By Ryan Francis | April 6, 2013
The IPL governing council’s decision, requesting teams to not select players from Sri Lanka for matches played in Tamil Nadu, tells us clearly that Sri Lankan cricketers are not wanted in India by parts of their population and the IPL fears for their safety in a part of India that has seen attacks against Sri Lankans and self-immolations.
Tamil Nadu’s chief minister J. Jayalalithaa wrote to the Indian prime minister last month, stating that there was "great angst and anguish amongst the people of Tamil Nadu", when it came to issues relating to the war in Sri Lanka and the alleged mistreatment of the Tamil minority in Sri Lanka.
"In such a hostile and tense environment, we apprehend that the participation of Sri Lankan players in the IPL tournament, with many games to be played in Chennai, will aggravate an already surcharged atmosphere and further offend the sentiments of the people," she went on to state.

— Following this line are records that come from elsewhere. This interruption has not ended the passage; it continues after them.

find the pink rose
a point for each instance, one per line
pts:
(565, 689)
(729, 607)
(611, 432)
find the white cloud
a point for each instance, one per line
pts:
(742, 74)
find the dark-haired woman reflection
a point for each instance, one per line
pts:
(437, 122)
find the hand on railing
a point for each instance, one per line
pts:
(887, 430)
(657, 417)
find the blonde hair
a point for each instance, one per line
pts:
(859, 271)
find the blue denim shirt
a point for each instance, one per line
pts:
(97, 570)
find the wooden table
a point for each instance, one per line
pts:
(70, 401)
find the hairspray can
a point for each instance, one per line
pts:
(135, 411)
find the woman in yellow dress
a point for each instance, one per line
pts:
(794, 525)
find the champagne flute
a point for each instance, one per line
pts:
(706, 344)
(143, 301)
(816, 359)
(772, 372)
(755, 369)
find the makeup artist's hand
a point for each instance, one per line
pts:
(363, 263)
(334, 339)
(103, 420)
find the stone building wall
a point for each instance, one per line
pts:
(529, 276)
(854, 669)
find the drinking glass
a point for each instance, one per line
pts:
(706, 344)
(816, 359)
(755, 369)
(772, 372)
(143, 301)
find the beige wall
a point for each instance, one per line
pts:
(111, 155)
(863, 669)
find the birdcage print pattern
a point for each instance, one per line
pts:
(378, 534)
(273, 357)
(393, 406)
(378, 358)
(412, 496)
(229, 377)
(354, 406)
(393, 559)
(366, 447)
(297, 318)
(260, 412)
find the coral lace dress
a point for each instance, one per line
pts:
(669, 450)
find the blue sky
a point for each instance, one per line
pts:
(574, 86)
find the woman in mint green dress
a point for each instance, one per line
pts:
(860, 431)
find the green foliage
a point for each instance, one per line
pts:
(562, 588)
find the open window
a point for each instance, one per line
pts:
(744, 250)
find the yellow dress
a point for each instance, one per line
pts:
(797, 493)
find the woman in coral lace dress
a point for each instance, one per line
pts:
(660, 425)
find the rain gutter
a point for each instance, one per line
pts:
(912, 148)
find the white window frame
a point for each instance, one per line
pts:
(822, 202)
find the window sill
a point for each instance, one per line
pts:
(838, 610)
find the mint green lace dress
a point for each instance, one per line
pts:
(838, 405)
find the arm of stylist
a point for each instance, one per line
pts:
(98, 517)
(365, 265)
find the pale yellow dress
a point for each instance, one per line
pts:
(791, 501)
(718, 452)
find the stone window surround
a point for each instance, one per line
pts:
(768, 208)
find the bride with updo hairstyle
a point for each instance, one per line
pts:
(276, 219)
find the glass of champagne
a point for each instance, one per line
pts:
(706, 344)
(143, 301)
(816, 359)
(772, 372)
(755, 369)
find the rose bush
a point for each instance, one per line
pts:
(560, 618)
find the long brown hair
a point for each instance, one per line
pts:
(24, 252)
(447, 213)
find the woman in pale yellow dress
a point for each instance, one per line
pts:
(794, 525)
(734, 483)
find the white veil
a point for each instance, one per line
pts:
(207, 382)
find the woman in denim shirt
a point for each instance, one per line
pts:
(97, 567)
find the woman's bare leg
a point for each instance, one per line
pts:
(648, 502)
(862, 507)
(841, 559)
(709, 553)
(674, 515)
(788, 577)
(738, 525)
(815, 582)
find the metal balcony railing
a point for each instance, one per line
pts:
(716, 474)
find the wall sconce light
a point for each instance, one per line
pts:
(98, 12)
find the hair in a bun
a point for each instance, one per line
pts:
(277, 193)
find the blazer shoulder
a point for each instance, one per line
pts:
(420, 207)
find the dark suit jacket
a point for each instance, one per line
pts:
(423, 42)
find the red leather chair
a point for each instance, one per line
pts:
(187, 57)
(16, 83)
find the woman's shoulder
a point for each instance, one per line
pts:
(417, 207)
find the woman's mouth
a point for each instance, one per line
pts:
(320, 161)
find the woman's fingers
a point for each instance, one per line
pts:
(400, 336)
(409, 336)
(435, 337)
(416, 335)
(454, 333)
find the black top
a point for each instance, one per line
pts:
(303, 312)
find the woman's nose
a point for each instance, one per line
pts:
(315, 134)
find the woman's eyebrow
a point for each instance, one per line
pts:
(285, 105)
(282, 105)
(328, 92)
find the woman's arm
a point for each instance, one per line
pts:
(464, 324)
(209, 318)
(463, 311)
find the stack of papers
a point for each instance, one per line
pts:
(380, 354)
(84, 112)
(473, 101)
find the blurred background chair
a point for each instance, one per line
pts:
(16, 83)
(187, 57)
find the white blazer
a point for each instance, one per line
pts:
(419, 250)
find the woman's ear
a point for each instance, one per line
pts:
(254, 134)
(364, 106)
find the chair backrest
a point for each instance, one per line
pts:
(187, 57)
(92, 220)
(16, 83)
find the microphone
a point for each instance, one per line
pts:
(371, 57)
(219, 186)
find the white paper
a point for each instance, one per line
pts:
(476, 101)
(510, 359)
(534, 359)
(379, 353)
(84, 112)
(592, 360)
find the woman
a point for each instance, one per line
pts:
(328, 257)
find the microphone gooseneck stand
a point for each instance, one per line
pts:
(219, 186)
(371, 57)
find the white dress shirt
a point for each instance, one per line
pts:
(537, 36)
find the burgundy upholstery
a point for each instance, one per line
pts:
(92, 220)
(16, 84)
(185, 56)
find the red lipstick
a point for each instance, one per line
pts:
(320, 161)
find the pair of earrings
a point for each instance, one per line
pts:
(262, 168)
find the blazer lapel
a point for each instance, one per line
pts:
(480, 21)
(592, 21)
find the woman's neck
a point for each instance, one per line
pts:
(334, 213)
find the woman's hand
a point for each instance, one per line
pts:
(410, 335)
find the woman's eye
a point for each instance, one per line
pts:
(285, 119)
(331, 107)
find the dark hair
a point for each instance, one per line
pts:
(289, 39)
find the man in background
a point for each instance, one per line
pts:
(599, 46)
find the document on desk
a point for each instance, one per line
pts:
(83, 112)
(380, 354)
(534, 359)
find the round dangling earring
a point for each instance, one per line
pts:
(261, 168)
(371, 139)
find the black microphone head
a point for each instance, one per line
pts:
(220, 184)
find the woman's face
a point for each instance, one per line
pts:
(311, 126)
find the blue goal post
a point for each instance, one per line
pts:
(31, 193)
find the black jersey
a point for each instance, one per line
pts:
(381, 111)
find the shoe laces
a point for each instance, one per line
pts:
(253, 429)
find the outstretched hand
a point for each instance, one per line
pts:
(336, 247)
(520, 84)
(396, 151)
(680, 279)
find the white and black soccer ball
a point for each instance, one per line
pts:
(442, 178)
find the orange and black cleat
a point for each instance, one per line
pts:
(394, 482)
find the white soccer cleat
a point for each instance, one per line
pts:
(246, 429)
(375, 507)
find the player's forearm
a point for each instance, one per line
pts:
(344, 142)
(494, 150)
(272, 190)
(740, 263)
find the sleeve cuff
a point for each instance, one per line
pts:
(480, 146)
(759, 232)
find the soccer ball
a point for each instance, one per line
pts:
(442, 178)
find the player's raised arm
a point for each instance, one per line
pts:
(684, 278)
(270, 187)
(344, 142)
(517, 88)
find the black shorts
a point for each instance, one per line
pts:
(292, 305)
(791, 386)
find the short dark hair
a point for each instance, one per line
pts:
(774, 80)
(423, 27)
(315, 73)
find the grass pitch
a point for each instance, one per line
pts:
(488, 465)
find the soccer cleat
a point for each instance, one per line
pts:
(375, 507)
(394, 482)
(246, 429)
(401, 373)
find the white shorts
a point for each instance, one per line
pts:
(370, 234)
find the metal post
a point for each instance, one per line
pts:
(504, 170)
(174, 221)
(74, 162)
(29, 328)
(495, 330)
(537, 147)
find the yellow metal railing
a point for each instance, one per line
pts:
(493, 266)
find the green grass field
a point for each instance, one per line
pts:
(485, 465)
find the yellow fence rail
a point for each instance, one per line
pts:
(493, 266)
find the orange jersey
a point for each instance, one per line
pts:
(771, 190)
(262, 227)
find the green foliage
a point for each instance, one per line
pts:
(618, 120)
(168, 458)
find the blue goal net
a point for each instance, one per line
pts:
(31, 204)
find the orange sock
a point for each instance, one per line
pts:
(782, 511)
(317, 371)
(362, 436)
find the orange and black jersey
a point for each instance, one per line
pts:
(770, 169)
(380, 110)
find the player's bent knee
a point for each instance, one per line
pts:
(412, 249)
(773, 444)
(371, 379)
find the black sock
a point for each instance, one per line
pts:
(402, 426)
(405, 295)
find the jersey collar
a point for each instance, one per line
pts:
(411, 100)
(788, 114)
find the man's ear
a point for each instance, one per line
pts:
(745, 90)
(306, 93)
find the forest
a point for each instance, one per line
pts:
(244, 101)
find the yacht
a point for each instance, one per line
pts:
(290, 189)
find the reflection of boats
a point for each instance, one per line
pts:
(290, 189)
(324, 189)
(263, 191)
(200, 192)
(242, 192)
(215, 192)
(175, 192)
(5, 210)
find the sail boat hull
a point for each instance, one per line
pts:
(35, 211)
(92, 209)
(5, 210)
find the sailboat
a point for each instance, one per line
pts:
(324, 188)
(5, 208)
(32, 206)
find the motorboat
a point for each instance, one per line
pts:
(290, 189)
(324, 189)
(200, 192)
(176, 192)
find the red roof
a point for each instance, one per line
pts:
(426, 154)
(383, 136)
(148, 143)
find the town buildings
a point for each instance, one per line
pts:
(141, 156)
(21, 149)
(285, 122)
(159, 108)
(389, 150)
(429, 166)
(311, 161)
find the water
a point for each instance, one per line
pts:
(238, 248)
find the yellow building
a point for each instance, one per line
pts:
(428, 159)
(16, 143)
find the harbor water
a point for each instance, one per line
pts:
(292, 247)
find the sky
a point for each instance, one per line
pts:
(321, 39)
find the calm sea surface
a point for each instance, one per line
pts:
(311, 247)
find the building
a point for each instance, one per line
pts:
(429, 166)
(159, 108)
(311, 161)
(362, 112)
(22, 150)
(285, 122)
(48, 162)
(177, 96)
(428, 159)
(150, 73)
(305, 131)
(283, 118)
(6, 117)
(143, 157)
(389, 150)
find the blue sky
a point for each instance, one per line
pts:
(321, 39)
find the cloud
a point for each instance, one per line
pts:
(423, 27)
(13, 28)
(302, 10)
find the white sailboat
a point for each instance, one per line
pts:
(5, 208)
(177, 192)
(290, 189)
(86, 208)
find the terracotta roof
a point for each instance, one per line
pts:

"In view of the popular antipathy and anger in Tamil Nadu against the actions of the government of Sri Lanka, the government of Tamil Nadu is of the view that IPL matches involving Sri Lankan players, umpires and other officials should not be played in Tamil Nadu.
"The BCCI may be advised by the government of India to prevail upon the IPL organizers not to allow Sri Lankan players, officials, umpires and support staff to take part in the tournament in Tamil Nadu. The Government of Tamil Nadu will permit IPL matches to be held in Tamil Nadu, only if the organizers provide an undertaking that no Sri Lankan players, umpires, officials or support staff would participate in these matches."
While the chief minister harbours extremist views and propagates it openly, her many thousand other foot soldiers could be perceived as the real threat. They may feel they need to carry out an act of violence against Sri Lankan players and match officials at the IPL.
For a team that has experienced an armed terrorist attack before, no threat can be taken lightly.
Avoiding travel to Tamil Nadu is wise, but there’s nothing preventing Sri Lankan players from being harmed outside of India’s southernmost state, which then raises questions over their safety in any part of India.
With the vast sums of money involved, it’s no surprise that Sri Lankan cricketers have chosen to travel to India, regardless of the anti-Sri Lankan sentiments there and despite being barred from playing in Tamil Nadu, but was it a wise move?